The issue of animal cruelty has not been properly addressed by the mass meat production industry and Temple Grandin’s technology allows for corporations to grow and put animals in grave danger.
The Grand Thing About Grandin
Although the previous statements still weigh heavily in an argument, there are two sides to a story.
Animals will always have a tough time in the meat industry, it’s inevitable. There is no denying that animals, similarly to every other living thing, will die eventually. Temple Grandin had enough knowledge on animal behavior to make the process less scary and nerve-wracking for the animals who were being killed.
Through her own personal insight on animal science and autism, she was able to bring knowledge to the round table. Her developments aided the process and emotions that animals go through during the slaughter process.
Ryan Ruppert, the director of Beef Quality Assurance within National Cattlemen’s Beef Association, appreciates Grandin’s insight on low-stress handling environments for livestock. The Beef Quality Assurance scoring system used by the National Cattlemen’s Beef Association aids in assuring that cattle are properly handled.
Temple Grandin is known to be an advocate for animals as well as animal agriculture as she has worked to improve the management systems in which animals are butchered. With the use of her technological developments, animals can naturally follow their instincts to be guided to meat production rather than forcefully dragged to it.
By following their natural instincts and behaviors, one could argue that it’s no different from the cycle of life.
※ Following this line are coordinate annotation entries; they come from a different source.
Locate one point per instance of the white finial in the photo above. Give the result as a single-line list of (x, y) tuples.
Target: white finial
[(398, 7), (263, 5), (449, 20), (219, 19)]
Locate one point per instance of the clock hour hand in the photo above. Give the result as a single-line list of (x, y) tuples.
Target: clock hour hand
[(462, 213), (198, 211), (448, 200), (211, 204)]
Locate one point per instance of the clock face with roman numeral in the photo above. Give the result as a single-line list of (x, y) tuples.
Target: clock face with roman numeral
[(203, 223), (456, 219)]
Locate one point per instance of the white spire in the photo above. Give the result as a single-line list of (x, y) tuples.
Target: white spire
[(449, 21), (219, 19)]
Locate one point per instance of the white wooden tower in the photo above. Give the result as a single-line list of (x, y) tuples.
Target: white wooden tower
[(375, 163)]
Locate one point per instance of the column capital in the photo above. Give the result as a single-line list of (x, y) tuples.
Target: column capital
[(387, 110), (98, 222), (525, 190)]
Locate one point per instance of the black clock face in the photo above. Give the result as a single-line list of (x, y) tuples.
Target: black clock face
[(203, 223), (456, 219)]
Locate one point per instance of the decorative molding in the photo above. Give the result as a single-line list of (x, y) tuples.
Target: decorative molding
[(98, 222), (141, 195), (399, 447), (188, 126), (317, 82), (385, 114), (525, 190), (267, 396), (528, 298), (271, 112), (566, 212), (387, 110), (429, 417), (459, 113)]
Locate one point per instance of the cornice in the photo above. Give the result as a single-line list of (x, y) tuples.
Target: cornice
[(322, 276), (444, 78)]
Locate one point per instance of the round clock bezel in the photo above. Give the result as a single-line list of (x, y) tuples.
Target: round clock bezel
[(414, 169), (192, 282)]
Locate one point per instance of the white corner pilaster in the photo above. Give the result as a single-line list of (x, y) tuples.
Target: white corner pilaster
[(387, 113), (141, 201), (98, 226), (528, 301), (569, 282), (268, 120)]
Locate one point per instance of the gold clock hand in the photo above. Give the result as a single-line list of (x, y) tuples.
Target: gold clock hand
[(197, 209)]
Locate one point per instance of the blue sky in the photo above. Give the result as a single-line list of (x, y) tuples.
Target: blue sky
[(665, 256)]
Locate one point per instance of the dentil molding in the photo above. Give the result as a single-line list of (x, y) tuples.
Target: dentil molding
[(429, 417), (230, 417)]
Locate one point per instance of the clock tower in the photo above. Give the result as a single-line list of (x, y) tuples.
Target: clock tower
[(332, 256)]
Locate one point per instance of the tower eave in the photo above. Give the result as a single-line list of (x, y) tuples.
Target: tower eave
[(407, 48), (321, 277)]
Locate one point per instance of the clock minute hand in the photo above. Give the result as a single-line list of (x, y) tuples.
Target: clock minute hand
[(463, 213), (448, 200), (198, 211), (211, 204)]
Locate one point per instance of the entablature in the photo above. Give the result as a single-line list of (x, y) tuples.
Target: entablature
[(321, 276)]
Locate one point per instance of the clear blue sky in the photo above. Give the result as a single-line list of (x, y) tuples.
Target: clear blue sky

For example, the imitation of regular grazing with the curved cattle herding system would replace the traumatizing herding done to rally up and cage cattle.
By using this technology, cattle no longer have to assume the worse when they see herding commencing. In turn, this leads to calmer livestock who aren’t nervous when humans come to handle them.
Grandin’s ethics don’t stop at livestock handling. Temple Grandin works diligently to prevent meat waste in the industry. She believes that animals can be eaten ethically without the guilt because it is a way of life. However, she does not support the wasting of the meat in anyway or else the animal would have died in vain.
After a hard-hitting expose on pink slime, produced by American Broadcasting Company (ABC), caught the world off guard, the meat industry took a hit. The documented clips explained how much meat consumed on a regular basis is not prime meat. Lean, finely textured beef is consumed by people everywhere, in schools, at restaurants, even at home.
The issue with this beef product came as ABC exposed that this meat is comprised of random beef trimmings that are ground up to become meat fillers to bulk up meat that is sold to eat and referred to as pink slime.
Temple Grandin then stepped in to announce her views that there is nothing wrong with that meat. Furthermore, she pushed that if we in society were to discard “pink slime”, then we would be wasting most of the cow that has been killed to feed us. Grandin viewed the pink slime pushback as an unethical waste of meat.
The 2010 HBO movie Temple Grandin showcases Grandin’s life as an autistic woman who grew to be a leading scientist in the livestock handling industry. The dramatized biopic showcases Grandin in a positive light as a woman who revolutionized practices in the meat industry to move forward with an ethical handling of livestock.
The movie is critically acclaimed and perfect for viewers who want to experience Grandin past the criticism and look at her work for what it was at it’s bare bones.
In the end, it can be difficult to decide what is and is not ethical about the slaughtering of livestock for food on a mass scale. However, can be agreed upon that Temple Grandin changed the meat industry forever.